A few honest observations from this chart:
NVIDIA Parakeet TDT v3, the latest and fastest variant on the Hugging Face Open ASR Leaderboard, does not support Hindi. The TDT v3 release covers 25 European languages. Hindi, Chinese, Japanese, Korean, and Arabic are all absent. NVIDIA’s older Parakeet RNNT 1.1B multilingual variant does cover Hindi (
hi-IN), but it’s the slower architecture, not the headline TDT generation. The flagship OSS ASR frontier is openly skipping Indic languages. (Parakeet TDT 0.6B v3 model card and RNNT 1.1B multilingual, captured 2026-05-24.)The Indian providers occupy the price-quality frontier for Indian languages. Sarvam Saaras v3 covers all 22 official Indian languages plus English at $0.0059/min (₹30/hour) and posts 19.31% WER on the IndicVoices benchmark across the top 10 languages. Reverie offers quote-based pricing. Soniox sits at $0.002/min with 7.4% Hindi WER on their own benchmark. Western providers (Google STT, Azure STT) sit at $0.016/min with 13-14% WER on the 2023 AI4Bharat Vistaar benchmark (the most recent third-party multi-vendor data available), and their coverage of Tamil, Telugu, Bengali, Marathi, Kannada, Malayalam, and Gujarati ranges from “supported but underbenchmarked” to “missing entirely.” (Sarvam Saaras blog, AI4Bharat Vistaar, both captured 2026-05-24.)
Real-world Indic WER is much worse than benchmark numbers. AI4Bharat reports Hindi WER blowing up to 22-30% on telephony audio; the gap is similar or worse for Tamil, Bengali, Marathi, and lower-resourced languages where training data is sparser. Sarvam’s IndicVoices number (~19% on Saaras v3) is closer to shop-floor reality than the clean-audio numbers any vendor publishes. Budget for that. (AI4Bharat IndicVoices study.)
So which STT?
If your voice agent is English-only: - Cheapest: Groq Whisper Large v3 Turbo at $0.04/hour ≈ $0.00067/min. (Groq pricing, 2026-05-24.) - Lowest TTFT: Deepgram Nova-3 at ~150 ms US-region. AssemblyAI Universal-3 Pro Streaming at ~1.56% English WER and $0.0075/min. - OSS path: Faster-Whisper large-v3 on your own GPUs.
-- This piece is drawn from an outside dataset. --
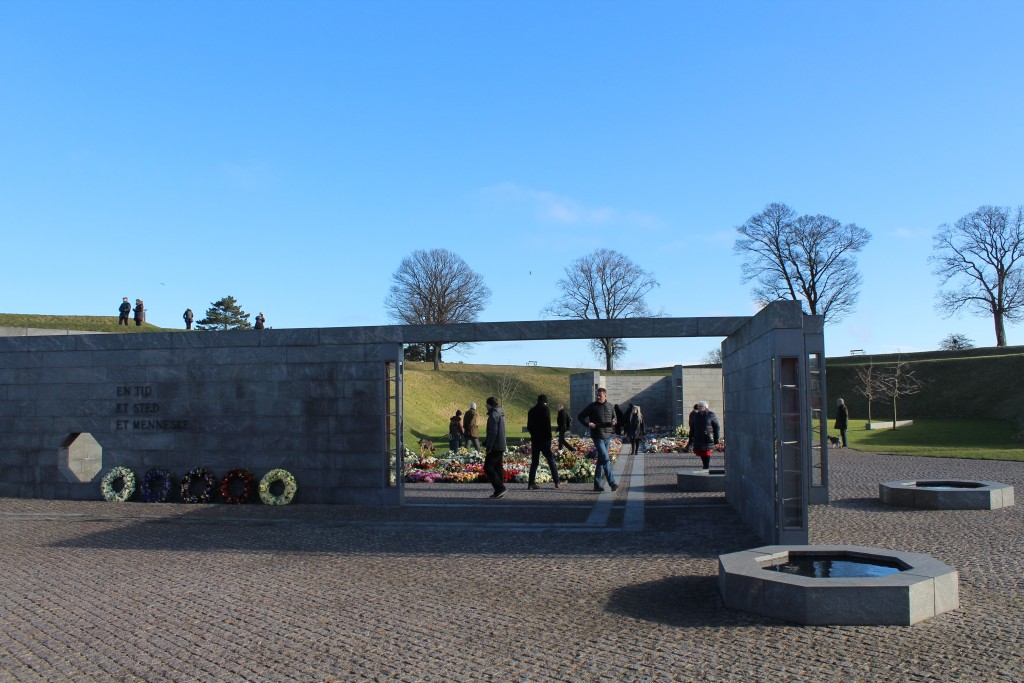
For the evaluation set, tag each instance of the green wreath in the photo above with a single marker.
(272, 477)
(194, 476)
(127, 484)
If your voice agent must handle Indian languages (Hindi, Tamil, Telugu, Bengali, Marathi, Kannada, Malayalam, Gujarati, Punjabi, Odia, or any other Indic language, including the code-mixed dialects): - Production default: Sarvam Saaras v3 at $0.0059/min. All 22 official Indian languages plus English, native code-mix handling, sub-150 ms TTFT in fast mode. Sarvam has explicitly tuned Bulbul (their TTS) for 8 kHz telephony bandwidth, which is exactly the channel a phone-based manufacturing voice agent runs on. - Strong open-source alternative: AI4Bharat IndicConformer-600M-Multi. Covers all 22 Indian languages, MIT-licensed, RNNT streaming under 100 ms latency on self-hosted GPU. The only OSS Indic ASR that meaningfully challenges Sarvam on language breadth. - OSS path with effort: Mistral Voxtral Small. Apache-licensed, 7.69% FLEURS Hindi, but no native streaming infrastructure yet. Needs production wrapping. - Don’t bother with: Parakeet TDT (no Indic), Deepgram Aura-2 (no Indic, that’s TTS but worth flagging), AssemblyAI for languages beyond Hindi (limited coverage in Tamil/Telugu/Bengali).
The provider coverage matrix
When a CTO asks “can we support all our regions with one provider?”, the answer is almost never yes:
Sarvam and Reverie span all 22 Indian languages. Smallest.ai covers 7 of them: Hindi, Tamil, Telugu, Kannada, Malayalam, Marathi, Gujarati. Notably no Bengali or Punjabi. Western providers cover English natively, Hindi passably, and most are simply absent for Tamil, Telugu, Bengali, Marathi, Kannada, Malayalam, Gujarati, Punjabi, and Odia. If your operators or customers speak more than one Indian language, you’re picking Sarvam, Reverie, or AI4Bharat (OSS). Full stop.